14.04.2010 von Christine Rosenboom

Der Betriebsrat (Kurzarbeitsausschuss) benötigt eure Widersprüche nach Möglichkeit bis Ende der Woche. Er hat ab Unterrichtung nur 3 Wochen Zeit, um Widerspruch gegen die Einbeziehung in die Kurzarbeit einzulegen. Dazu muss er eure Daten sichten, die Widersprüche verfassen und sie anschließend in einer Ausschusssitzung beschließen, bevor er sie beim Arbeitgeber einreicht. Wenn es viele Widersprüche sind, dauert das natürlich etwas.

Daneben ist der Ausschuss auch beschäftigt mit zahlreichen Beratungsgesprächen mit Mitarbeitern, die von Kurzarbeit Null betroffen sind. Daher ist es erforderlich, dass der Ausschuss eure Widerspruchsgründe und ggf. Härtefall-Begründungen umgehend erhält. Das gilt nicht nur für München, sondern auch für Berlin.
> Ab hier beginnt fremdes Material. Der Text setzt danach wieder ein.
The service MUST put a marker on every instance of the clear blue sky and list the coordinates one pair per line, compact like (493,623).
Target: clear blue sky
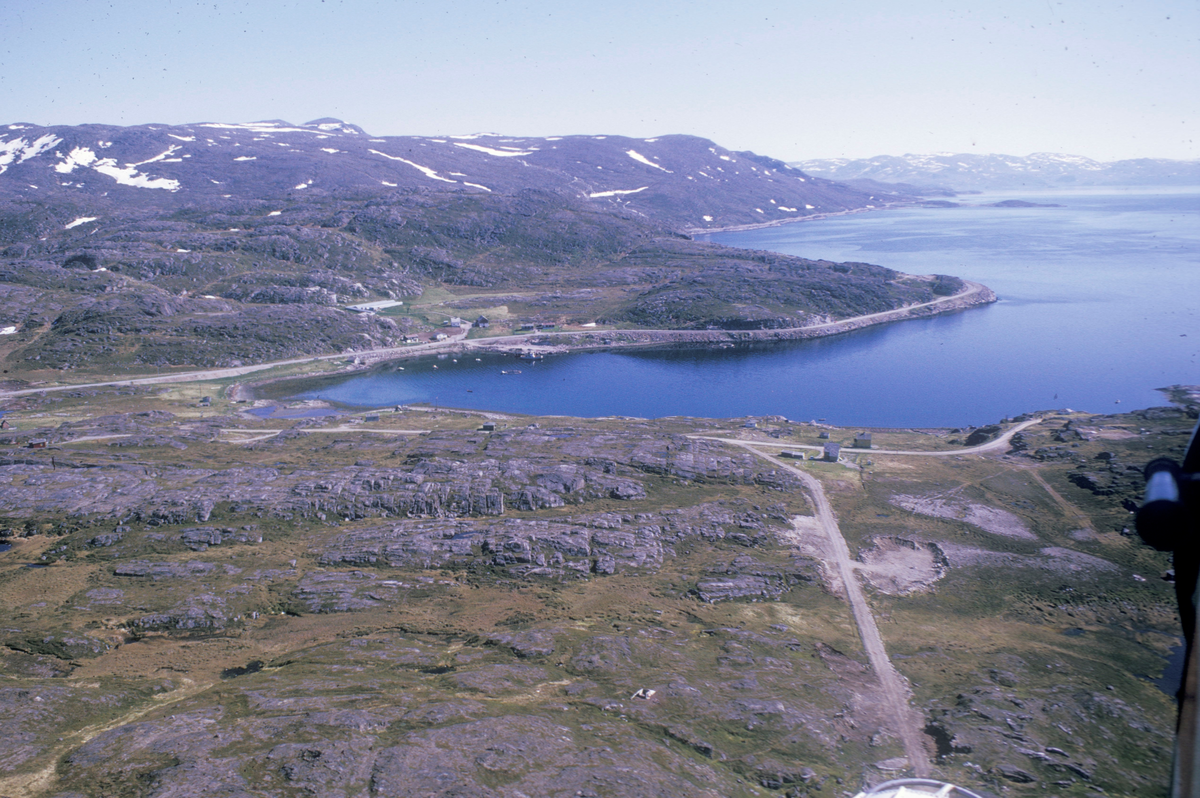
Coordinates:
(793,79)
Lasst euch in Berlin nicht mit der Begründung vom Betriebsrat abweisen, man möge – als betroffener Kurzarbeiter – doch an die anderen Kollegen denken, schließlich werden durch die Kurzarbeit betriebsbedingte Kündigungen verhindert. Wenn bei euch ein Härtefall vorliegt, oder die Anspruchsvoraussetzungen für konjunkturelles Kurzarbeitergeld nicht gegeben sind, dann könnt ihr widersprechen und müsst euch nicht aus falsch verstandener Solidarität heraus selbst opfern.

Für die Widerspruchsgründe und Härtefallkriterien könnt ihr euch am Artikel „Einspruch gegen Kurzarbeit“ orientieren.